In my case I only change the embedding table but this use case can of course be generalized to any partial modification to an existing pretrained model.
- is it possible to do the above without a TPU VM? All the t5x tutorials uses a TPU VM.
For example, I can load as in kaggle:
t5x_model = checkpoints.load_t5x_checkpoint("/kaggle/input/t5x-small/checkpoint_1000000/")
but this would require a TPU VM.
- Loading the full checkpoint of larger models won't be possible with this method to modify it so how can this be done by reading only interested portions?
KeremTurgutlu commented
This was possible using the InteractiveModel
class.
- Load model as interactive with the desired pretrained checkpoints which will be later used partially for pre-finetuning.

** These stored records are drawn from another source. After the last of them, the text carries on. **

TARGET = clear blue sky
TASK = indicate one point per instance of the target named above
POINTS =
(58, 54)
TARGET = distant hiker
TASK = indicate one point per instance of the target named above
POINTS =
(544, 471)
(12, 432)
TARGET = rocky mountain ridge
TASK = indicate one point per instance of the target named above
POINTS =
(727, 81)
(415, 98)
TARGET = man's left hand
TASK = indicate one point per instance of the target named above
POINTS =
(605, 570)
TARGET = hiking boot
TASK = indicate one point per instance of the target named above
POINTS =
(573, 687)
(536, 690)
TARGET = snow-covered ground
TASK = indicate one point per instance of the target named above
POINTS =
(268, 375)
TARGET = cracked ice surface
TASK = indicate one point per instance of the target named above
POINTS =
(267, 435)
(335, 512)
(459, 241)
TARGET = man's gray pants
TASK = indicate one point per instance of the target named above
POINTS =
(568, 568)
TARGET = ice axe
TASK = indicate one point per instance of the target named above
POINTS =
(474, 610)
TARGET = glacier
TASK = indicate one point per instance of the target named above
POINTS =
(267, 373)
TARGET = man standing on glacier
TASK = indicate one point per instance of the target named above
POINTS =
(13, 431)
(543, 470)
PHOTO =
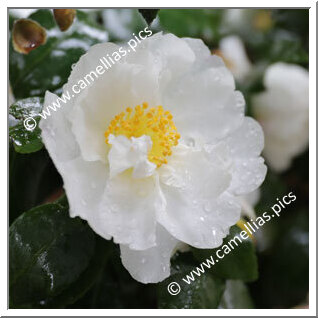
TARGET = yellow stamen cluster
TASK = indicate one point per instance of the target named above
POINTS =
(154, 122)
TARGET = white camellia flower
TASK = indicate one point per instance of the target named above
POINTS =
(157, 151)
(282, 110)
(234, 54)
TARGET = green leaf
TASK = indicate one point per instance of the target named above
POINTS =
(238, 262)
(48, 67)
(128, 21)
(199, 23)
(32, 179)
(51, 255)
(26, 140)
(202, 293)
(236, 296)
(149, 14)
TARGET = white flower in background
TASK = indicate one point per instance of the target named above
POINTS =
(156, 151)
(248, 203)
(233, 52)
(283, 111)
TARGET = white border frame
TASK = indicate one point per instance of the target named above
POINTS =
(312, 163)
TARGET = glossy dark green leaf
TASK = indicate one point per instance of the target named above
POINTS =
(49, 251)
(236, 296)
(239, 262)
(203, 292)
(24, 114)
(197, 23)
(48, 66)
(284, 269)
(128, 21)
(149, 14)
(33, 178)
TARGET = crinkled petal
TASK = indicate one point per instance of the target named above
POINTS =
(130, 153)
(151, 265)
(198, 100)
(198, 210)
(128, 208)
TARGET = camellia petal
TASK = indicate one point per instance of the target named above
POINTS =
(151, 265)
(156, 152)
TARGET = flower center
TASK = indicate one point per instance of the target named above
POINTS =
(154, 122)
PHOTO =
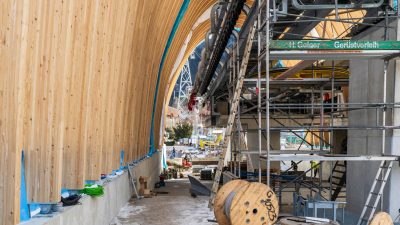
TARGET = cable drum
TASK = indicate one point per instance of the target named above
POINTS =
(242, 203)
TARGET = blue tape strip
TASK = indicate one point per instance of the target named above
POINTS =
(178, 20)
(24, 208)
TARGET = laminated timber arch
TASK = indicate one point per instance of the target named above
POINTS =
(76, 85)
(192, 34)
(77, 82)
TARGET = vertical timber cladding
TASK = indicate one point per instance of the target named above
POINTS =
(10, 142)
(76, 87)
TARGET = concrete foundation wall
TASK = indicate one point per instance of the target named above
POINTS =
(101, 210)
(366, 86)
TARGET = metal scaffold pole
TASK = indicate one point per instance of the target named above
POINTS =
(259, 89)
(267, 116)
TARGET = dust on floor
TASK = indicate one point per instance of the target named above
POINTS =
(175, 208)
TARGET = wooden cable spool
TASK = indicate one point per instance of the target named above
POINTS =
(381, 218)
(242, 203)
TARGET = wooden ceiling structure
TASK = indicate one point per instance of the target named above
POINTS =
(77, 83)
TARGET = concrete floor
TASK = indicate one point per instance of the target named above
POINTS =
(176, 207)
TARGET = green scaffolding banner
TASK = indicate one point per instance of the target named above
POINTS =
(334, 45)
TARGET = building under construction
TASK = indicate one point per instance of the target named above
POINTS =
(229, 112)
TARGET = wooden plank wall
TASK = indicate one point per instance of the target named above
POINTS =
(77, 82)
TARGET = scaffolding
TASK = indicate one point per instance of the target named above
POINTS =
(316, 118)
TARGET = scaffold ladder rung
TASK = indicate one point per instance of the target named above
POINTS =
(231, 118)
(378, 184)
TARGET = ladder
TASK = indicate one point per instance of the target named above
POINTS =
(232, 115)
(376, 192)
(133, 181)
(338, 179)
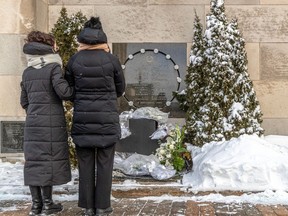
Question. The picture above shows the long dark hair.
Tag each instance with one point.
(40, 37)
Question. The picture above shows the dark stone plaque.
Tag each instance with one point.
(152, 73)
(12, 134)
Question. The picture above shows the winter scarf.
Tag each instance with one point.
(103, 46)
(39, 61)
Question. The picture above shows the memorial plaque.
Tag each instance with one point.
(152, 73)
(12, 134)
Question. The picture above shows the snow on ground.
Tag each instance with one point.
(247, 163)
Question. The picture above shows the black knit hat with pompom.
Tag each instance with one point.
(92, 32)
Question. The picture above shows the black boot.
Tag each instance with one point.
(104, 212)
(49, 207)
(89, 212)
(37, 204)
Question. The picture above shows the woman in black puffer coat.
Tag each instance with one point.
(46, 149)
(98, 80)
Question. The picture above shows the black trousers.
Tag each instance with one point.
(95, 190)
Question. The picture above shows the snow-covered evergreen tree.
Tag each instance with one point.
(65, 31)
(228, 106)
(193, 78)
(244, 115)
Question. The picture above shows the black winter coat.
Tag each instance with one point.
(98, 79)
(46, 149)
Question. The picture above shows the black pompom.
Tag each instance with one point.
(93, 23)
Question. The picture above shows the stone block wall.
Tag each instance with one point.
(264, 24)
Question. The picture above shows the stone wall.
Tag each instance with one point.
(264, 24)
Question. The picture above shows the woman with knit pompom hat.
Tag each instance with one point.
(98, 80)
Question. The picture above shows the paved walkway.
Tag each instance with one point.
(126, 203)
(133, 207)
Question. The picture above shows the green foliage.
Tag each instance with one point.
(221, 102)
(65, 31)
(174, 153)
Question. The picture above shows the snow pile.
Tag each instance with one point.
(248, 163)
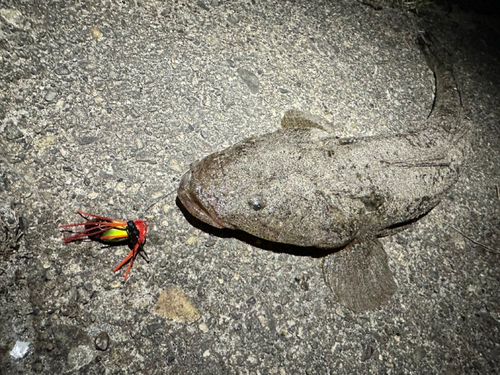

- Modify the checkpoints, e.g. do the desired model surgery on the unfrozen
params
dict.
params = flax.core.unfreeze(interactive_model._train_state.params)
# mock a new spiece model with different vocab size
params['token_embedder']['embedding'] = params['token_embedder']['embedding'][:1128] # always use multiple of 128
- Create a new randomly initialized interactive model which follows the same model structure as the latest modified params.
- Replace the random params with modified params and save.
interactive_model._trainer.train_state = interactive_model._trainer.train_state.replace_params(params)
interactive_model.save() # save method uses self._trainer.train_state
Let me know of any comments, thanks!